За окном играли трубачи. Певучие аккорды «Жизни за царя» напоминали Мариинский театр и уносили из крошечных комнат, где канарейка и чижик старались перекричать и трубачей, и гостей, в далекий Петроград.
Шли тосты. За Государя Императора, покрытый громовым «ура» и мощными звуками торжественного Русского гимна, за новых кавалеров, перемежаемый маршами полков гусарского и донского, за славу, за победу, за начальника дивизии, за командиров полков, за господ офицеров, за солдат и казаков, за верных боевых товарищей, конский состав дивизии, за прелестную радушную хозяйку…
Офицеры, отвыкшие от вина, хмелели быстро. Протопопов, командир донского полка, сидевший по левую руку Саблина, приставал, прося разрешения вызвать по тревоге песенников, послушать песни казачьи.
— Ведь он у нас, ваше превосходительство, первый певун в полку, — говорил он про Карпова, — такой баритон, что просто в оперу, на сцену надо бы. Вы его никогда не слыхали?

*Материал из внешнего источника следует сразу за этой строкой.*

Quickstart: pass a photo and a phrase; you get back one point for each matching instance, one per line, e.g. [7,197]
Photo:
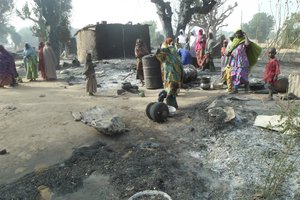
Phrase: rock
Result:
[65,72]
[3,152]
[219,114]
[77,116]
[104,121]
[45,193]
[120,92]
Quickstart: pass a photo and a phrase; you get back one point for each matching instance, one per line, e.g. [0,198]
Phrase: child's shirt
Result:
[272,69]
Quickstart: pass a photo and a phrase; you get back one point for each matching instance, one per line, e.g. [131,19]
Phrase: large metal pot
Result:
[205,86]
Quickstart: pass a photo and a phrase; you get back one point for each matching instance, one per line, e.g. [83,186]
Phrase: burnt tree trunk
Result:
[187,10]
[49,12]
[165,13]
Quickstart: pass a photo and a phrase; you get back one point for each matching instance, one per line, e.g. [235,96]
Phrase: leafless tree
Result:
[214,20]
[187,9]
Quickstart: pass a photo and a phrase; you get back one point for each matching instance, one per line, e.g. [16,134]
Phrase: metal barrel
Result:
[152,72]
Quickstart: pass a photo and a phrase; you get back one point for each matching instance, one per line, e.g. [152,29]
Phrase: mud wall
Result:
[85,40]
[118,40]
[294,82]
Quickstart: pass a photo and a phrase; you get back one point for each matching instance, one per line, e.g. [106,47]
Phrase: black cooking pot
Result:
[205,80]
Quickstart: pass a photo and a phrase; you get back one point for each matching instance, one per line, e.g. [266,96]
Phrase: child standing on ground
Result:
[89,72]
[272,70]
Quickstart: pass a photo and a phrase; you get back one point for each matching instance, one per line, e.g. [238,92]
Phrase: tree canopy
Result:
[51,20]
[259,27]
[6,6]
[215,18]
[291,31]
[186,10]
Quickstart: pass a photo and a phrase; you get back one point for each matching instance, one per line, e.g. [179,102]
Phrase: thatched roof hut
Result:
[108,41]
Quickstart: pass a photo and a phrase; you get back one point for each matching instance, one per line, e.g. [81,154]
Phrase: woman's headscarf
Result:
[201,40]
[168,42]
[236,41]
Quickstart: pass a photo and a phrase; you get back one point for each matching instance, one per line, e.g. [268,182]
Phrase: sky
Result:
[87,12]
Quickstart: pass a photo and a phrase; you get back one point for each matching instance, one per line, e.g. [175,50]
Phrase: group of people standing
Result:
[46,62]
[197,48]
[8,72]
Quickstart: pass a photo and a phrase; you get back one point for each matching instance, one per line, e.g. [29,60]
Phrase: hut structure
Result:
[109,41]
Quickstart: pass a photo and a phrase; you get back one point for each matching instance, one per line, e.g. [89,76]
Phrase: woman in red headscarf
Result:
[8,70]
[41,61]
[200,47]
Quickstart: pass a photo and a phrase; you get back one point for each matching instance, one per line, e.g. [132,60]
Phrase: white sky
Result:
[137,11]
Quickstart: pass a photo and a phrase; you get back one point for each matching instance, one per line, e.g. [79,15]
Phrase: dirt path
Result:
[45,144]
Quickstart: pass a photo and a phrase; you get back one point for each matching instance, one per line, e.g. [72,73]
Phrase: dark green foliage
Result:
[6,6]
[291,31]
[259,27]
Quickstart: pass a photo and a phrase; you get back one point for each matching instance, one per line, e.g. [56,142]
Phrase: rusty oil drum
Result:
[152,72]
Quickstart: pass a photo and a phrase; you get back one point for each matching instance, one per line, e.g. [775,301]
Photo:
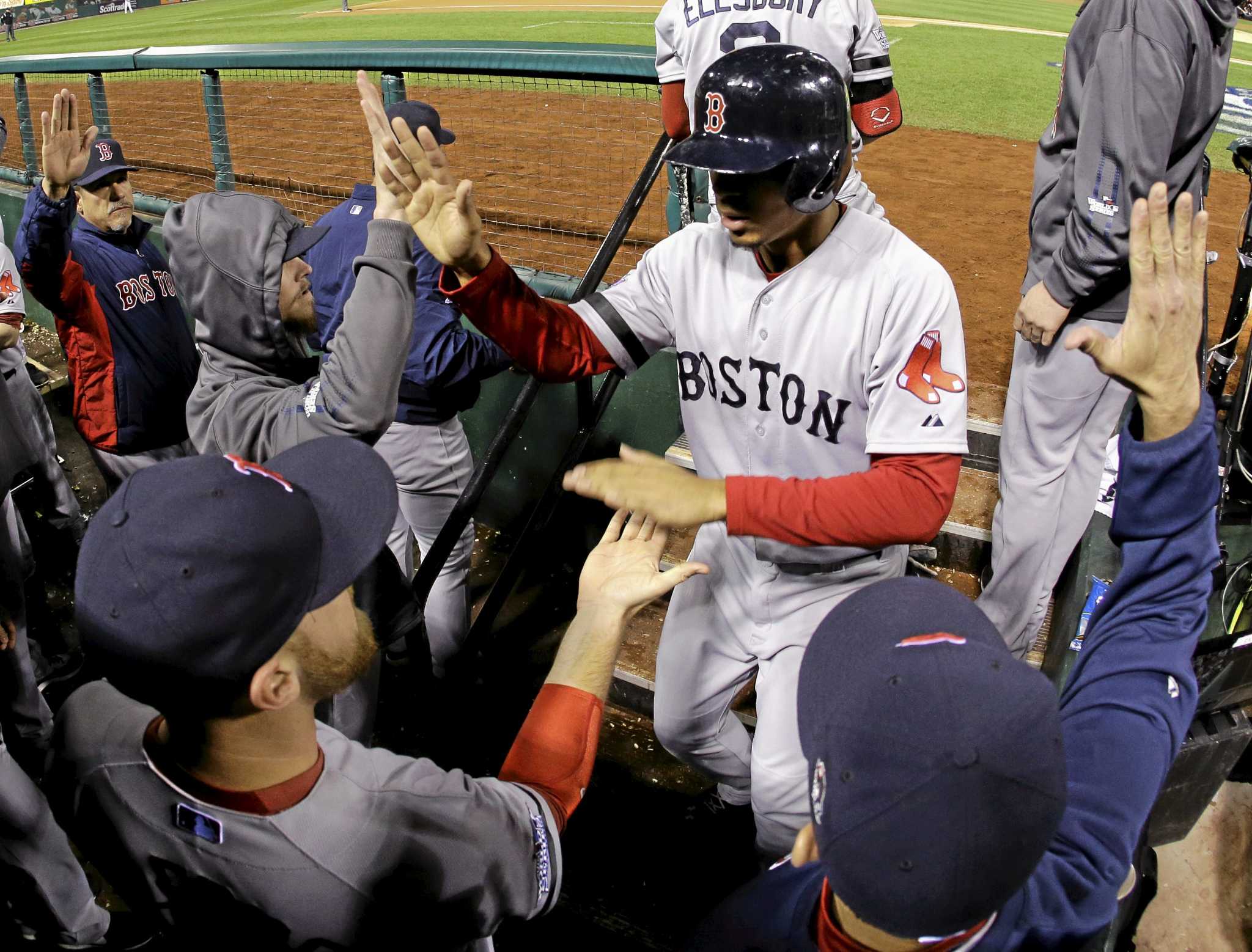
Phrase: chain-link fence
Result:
[553,159]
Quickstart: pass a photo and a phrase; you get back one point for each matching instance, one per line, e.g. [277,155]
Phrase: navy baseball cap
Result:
[105,159]
[203,567]
[302,238]
[937,771]
[418,114]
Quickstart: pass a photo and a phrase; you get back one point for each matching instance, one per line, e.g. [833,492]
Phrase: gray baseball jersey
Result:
[693,34]
[13,301]
[805,376]
[382,844]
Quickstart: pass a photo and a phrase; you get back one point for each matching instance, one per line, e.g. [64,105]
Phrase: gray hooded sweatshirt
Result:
[259,389]
[1141,92]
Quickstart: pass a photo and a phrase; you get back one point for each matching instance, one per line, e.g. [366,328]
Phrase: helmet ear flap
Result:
[814,181]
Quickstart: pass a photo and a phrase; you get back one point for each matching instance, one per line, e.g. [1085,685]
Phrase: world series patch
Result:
[197,824]
[542,859]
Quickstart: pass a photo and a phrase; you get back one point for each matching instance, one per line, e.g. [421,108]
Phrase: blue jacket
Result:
[446,362]
[127,342]
[1125,713]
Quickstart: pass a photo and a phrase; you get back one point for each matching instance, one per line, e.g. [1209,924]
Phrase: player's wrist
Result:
[603,615]
[714,499]
[1163,418]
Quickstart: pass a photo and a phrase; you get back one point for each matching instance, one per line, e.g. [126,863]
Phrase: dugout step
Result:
[983,426]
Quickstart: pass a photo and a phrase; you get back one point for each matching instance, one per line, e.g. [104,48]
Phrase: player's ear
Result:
[276,683]
[805,848]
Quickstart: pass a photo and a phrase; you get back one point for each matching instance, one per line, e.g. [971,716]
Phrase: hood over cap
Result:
[227,252]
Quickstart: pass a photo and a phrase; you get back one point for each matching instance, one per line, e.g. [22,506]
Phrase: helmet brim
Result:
[729,154]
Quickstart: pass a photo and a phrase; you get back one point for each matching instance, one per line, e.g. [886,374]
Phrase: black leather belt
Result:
[819,568]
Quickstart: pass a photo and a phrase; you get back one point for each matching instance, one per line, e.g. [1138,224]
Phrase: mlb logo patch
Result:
[197,824]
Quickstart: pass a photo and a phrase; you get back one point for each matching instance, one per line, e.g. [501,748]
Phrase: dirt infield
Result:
[553,163]
[966,199]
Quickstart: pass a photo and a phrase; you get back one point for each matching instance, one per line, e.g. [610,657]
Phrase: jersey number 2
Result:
[733,34]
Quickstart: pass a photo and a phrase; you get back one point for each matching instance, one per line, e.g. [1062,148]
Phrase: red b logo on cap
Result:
[715,113]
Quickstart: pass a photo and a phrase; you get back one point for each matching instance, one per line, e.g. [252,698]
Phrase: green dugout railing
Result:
[392,59]
[609,79]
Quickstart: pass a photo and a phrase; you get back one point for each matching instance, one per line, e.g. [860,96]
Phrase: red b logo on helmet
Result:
[715,113]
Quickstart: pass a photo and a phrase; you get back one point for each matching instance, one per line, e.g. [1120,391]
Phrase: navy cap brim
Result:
[727,154]
[302,240]
[88,180]
[353,491]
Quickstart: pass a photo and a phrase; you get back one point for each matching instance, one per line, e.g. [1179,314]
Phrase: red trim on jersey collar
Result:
[833,939]
[769,276]
[263,804]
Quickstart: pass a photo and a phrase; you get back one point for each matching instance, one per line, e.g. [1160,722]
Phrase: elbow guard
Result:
[877,117]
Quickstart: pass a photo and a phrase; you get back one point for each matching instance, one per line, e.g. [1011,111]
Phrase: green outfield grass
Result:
[988,83]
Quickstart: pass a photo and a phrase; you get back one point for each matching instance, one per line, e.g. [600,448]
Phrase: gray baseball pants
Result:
[116,467]
[46,886]
[58,500]
[432,466]
[1059,414]
[748,617]
[23,713]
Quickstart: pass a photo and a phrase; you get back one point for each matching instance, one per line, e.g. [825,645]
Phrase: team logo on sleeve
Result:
[818,791]
[923,375]
[9,287]
[715,113]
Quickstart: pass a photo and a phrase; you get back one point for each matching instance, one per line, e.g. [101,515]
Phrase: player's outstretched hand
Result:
[1038,317]
[643,482]
[621,574]
[1155,351]
[65,149]
[416,172]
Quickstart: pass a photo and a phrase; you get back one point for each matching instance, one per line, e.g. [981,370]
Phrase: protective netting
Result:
[553,161]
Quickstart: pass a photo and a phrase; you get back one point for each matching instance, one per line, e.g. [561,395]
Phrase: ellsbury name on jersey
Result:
[696,10]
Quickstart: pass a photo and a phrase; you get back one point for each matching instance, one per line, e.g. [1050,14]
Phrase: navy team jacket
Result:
[132,359]
[446,362]
[1125,711]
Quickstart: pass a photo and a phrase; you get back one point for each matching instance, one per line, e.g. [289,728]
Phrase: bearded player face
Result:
[754,208]
[334,647]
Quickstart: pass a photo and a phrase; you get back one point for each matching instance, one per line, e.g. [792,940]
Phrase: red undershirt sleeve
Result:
[674,111]
[556,747]
[546,337]
[899,499]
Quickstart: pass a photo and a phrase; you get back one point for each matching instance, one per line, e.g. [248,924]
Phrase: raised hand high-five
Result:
[65,149]
[416,172]
[1155,352]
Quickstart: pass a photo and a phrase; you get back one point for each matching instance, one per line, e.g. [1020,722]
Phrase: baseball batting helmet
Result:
[765,105]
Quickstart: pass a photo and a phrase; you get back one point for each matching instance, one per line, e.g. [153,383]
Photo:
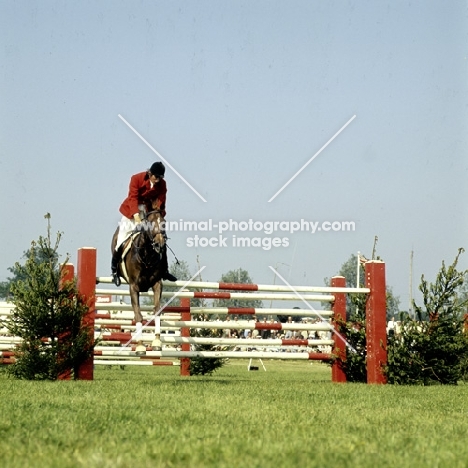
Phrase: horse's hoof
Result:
[140,350]
[156,345]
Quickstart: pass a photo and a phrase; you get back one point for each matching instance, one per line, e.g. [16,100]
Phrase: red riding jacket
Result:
[141,192]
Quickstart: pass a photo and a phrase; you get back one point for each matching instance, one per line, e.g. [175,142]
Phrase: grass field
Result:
[291,415]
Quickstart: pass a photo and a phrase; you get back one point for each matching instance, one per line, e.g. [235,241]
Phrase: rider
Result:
[144,188]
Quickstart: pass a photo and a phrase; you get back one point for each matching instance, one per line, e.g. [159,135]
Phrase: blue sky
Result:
[237,97]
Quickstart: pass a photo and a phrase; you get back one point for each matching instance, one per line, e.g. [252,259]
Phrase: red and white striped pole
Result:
[376,322]
[185,332]
[339,314]
[86,285]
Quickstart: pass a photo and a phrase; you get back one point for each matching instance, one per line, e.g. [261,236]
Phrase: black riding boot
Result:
[166,275]
[116,257]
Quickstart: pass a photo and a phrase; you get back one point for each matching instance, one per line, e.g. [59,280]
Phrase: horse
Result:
[143,263]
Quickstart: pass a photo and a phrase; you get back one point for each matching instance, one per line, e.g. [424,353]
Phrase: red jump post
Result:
[339,314]
[185,332]
[86,284]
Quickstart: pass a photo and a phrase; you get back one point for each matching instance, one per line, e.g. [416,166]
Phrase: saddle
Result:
[127,244]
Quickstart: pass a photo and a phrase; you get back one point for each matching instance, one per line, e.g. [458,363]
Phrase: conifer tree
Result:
[433,349]
[47,316]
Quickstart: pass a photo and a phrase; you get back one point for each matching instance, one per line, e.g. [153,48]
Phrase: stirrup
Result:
[169,277]
[116,279]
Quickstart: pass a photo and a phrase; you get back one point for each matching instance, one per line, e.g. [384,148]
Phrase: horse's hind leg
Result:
[135,299]
[157,290]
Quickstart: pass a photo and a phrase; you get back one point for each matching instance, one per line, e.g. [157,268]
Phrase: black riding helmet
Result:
[157,169]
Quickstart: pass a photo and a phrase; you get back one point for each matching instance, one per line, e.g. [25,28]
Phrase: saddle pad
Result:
[127,245]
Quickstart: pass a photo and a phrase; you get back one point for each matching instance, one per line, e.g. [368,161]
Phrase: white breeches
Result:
[126,226]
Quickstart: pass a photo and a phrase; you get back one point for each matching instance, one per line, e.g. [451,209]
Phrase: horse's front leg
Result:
[157,290]
[135,300]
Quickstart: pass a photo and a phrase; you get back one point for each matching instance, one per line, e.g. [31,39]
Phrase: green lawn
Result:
[291,415]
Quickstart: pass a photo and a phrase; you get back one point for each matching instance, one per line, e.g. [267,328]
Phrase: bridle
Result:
[146,232]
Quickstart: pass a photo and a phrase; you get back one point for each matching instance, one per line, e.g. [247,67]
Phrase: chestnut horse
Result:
[144,261]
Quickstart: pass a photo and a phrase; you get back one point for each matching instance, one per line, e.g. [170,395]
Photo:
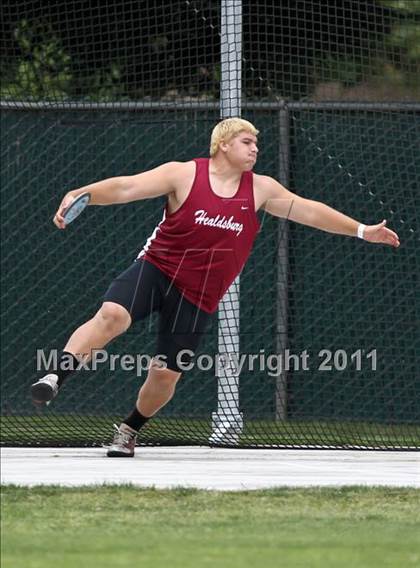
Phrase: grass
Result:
[123,526]
[74,430]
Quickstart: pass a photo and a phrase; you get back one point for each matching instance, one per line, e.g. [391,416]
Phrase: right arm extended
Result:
[123,189]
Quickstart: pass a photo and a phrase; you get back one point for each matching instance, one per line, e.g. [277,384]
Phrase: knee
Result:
[113,318]
[163,375]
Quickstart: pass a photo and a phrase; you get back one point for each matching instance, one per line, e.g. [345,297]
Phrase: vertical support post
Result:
[282,267]
[227,421]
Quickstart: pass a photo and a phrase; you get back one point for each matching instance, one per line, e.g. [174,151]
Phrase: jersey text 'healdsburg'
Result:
[204,245]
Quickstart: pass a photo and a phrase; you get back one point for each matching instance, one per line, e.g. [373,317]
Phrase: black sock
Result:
[67,365]
[136,420]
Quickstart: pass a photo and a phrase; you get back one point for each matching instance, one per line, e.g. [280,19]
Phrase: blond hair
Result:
[228,129]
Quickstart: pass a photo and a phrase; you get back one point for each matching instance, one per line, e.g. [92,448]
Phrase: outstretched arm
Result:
[124,189]
[280,202]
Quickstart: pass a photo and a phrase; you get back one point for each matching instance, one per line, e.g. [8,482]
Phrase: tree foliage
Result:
[141,50]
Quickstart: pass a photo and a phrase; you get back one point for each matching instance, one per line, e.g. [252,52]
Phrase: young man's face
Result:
[241,151]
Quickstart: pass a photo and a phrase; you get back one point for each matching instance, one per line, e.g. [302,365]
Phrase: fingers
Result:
[391,238]
[58,219]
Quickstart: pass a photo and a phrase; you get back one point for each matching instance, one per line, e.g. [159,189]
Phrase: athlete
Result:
[187,264]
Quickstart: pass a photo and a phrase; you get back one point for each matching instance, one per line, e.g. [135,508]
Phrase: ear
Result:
[223,146]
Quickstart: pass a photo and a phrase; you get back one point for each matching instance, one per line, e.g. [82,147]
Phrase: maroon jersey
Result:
[204,245]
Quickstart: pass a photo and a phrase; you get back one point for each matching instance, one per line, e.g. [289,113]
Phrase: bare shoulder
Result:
[266,187]
[181,169]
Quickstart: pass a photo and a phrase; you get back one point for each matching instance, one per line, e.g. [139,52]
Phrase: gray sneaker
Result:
[123,443]
[44,390]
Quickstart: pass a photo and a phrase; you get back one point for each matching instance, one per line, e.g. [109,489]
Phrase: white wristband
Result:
[361,231]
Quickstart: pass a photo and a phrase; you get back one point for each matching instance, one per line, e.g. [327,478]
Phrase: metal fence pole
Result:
[227,421]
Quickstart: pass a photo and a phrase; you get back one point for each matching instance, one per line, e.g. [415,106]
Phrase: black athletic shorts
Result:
[143,289]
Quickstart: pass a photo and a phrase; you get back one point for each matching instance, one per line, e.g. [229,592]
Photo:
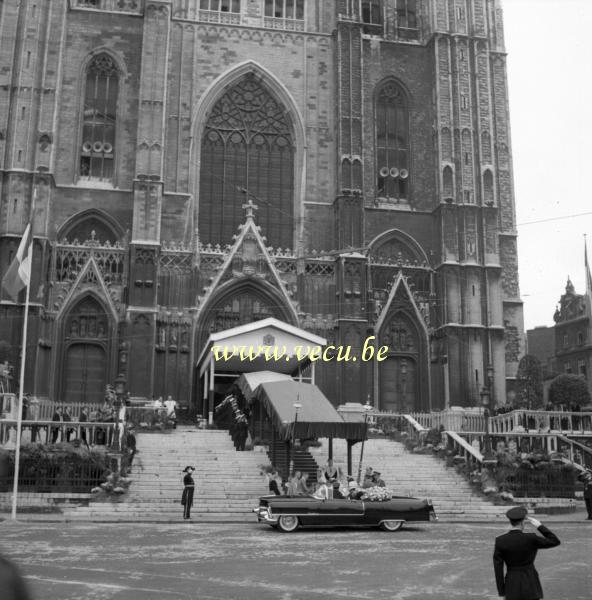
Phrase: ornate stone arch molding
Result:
[89,217]
[394,241]
[207,102]
[401,327]
[213,313]
[89,282]
[123,76]
[101,330]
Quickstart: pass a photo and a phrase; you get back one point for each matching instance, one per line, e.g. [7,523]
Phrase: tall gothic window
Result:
[371,11]
[97,152]
[220,5]
[247,151]
[392,142]
[407,23]
[284,9]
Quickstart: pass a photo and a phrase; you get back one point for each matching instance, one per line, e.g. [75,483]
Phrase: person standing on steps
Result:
[517,550]
[188,489]
[588,493]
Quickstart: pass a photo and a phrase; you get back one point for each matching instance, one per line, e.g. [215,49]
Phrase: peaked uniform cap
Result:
[516,513]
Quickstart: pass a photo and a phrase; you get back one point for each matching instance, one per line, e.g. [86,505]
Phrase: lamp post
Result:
[485,401]
[120,383]
[367,409]
[297,407]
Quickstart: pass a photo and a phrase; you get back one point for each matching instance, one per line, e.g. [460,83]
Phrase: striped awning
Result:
[316,417]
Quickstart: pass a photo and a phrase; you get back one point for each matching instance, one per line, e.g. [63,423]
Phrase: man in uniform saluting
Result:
[188,489]
[518,550]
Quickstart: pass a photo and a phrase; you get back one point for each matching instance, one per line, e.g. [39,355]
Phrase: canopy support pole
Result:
[211,391]
[288,454]
[350,443]
[273,447]
[204,395]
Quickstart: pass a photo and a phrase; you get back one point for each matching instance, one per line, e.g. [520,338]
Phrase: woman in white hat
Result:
[188,489]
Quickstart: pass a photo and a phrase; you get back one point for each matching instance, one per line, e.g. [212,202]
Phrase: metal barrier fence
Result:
[52,432]
[542,484]
[54,477]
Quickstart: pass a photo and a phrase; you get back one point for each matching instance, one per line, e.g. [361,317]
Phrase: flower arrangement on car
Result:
[377,494]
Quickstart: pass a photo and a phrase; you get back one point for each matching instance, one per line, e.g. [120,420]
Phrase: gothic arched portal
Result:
[247,150]
[400,373]
[85,366]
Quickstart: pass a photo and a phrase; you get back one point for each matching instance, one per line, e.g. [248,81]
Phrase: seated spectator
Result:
[275,483]
[354,493]
[292,485]
[376,480]
[331,471]
[337,493]
[303,488]
[322,492]
[368,478]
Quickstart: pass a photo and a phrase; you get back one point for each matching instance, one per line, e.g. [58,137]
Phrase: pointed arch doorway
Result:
[86,352]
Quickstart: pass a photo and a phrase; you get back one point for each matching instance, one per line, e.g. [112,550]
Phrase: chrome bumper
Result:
[263,515]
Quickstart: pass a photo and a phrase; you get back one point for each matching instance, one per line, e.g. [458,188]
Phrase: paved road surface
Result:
[74,561]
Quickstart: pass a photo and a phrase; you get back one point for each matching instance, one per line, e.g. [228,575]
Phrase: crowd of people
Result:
[164,410]
[330,483]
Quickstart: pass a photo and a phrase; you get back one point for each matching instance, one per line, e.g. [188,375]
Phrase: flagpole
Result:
[19,416]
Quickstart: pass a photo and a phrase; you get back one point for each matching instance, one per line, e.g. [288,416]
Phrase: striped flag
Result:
[588,277]
[19,273]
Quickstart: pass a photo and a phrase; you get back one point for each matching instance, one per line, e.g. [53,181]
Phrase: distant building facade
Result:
[373,137]
[573,334]
[567,346]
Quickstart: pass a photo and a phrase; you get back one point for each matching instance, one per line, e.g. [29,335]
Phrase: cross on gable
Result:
[250,208]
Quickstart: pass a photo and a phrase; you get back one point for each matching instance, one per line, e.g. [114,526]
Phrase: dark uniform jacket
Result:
[187,496]
[518,550]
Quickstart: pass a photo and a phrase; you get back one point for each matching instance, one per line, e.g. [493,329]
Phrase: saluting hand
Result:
[534,522]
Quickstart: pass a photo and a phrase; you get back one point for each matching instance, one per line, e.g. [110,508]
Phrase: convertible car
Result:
[287,513]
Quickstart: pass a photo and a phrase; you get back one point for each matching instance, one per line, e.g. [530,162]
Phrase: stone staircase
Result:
[418,475]
[303,461]
[228,482]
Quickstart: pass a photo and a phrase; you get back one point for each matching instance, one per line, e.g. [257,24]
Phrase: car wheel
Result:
[392,525]
[288,523]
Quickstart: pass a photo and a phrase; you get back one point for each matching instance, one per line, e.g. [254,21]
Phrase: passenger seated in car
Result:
[322,492]
[337,494]
[275,483]
[368,478]
[354,493]
[376,480]
[303,488]
[292,485]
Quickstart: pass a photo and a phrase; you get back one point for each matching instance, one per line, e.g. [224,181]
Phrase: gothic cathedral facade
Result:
[372,136]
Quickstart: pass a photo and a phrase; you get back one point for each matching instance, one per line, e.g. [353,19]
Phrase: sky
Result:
[549,45]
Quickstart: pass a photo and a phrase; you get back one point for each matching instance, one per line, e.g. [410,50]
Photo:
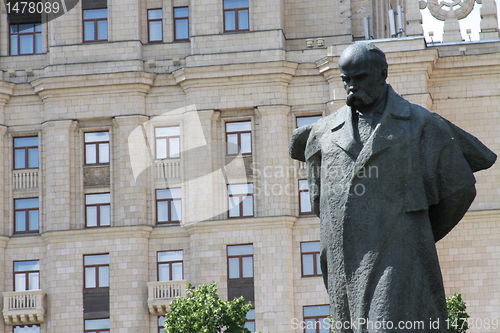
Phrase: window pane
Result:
[97,198]
[176,210]
[177,271]
[167,131]
[90,281]
[228,4]
[181,29]
[104,215]
[155,33]
[98,259]
[248,206]
[237,250]
[104,276]
[19,159]
[246,143]
[23,266]
[26,142]
[102,30]
[247,267]
[89,33]
[20,282]
[234,268]
[20,221]
[91,216]
[33,158]
[239,126]
[243,19]
[154,14]
[34,281]
[95,13]
[92,324]
[104,153]
[170,256]
[161,148]
[96,137]
[307,264]
[162,211]
[174,147]
[302,121]
[90,153]
[230,21]
[164,272]
[26,44]
[232,144]
[33,219]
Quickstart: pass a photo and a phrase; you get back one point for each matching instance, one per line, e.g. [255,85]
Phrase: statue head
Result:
[363,70]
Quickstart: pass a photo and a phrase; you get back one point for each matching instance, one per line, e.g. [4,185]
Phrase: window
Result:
[26,215]
[26,275]
[97,325]
[155,29]
[161,322]
[250,323]
[235,15]
[311,265]
[240,261]
[170,265]
[168,205]
[167,142]
[25,38]
[303,121]
[96,148]
[181,23]
[96,269]
[304,201]
[27,329]
[239,137]
[240,200]
[26,152]
[316,319]
[97,210]
[95,25]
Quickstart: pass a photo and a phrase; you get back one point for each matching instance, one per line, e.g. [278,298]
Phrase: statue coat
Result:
[378,235]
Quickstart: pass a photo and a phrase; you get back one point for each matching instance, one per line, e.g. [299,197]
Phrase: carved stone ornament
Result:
[443,9]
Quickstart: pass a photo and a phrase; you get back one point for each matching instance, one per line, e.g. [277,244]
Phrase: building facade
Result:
[145,148]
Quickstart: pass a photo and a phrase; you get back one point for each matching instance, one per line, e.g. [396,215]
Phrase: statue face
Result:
[363,78]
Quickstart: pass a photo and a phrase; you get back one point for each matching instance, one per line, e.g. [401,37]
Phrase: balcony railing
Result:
[161,294]
[23,307]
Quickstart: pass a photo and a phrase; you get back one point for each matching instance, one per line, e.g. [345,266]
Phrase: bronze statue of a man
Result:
[388,179]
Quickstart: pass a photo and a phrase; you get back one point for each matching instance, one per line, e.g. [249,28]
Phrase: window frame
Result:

— Нет, никогда, — сухо ответил Саблин.
— Вот и послушали бы. Влюбитесь в него и без того прекрасного казака. Единственный сын у матери.
«Слушай, слушай, — говорил Саблину внутренний голос мучителя совести, — сумей оценить, сумей полюбить всею душою этого юношу и тогда отдай, тогда принеси в жертву, ибо жертва нужна. Ведь пошлешь его на смерть, на верную смерть пошлешь? Когда настанет нужный час, отдашь приказание и голос не дрогнет и не смутишься, потому что ты — солдат. Но разве это грех? Где больше грех? Послать, любя больше самого себя, послать на смерть, плача и рыдая и болея сердцем, или по злобе отправить того, кого не любишь, кто противен телесно, кто нравственно возмутил душу. Если жертва нужна, она должна быть дана от всего сердца…»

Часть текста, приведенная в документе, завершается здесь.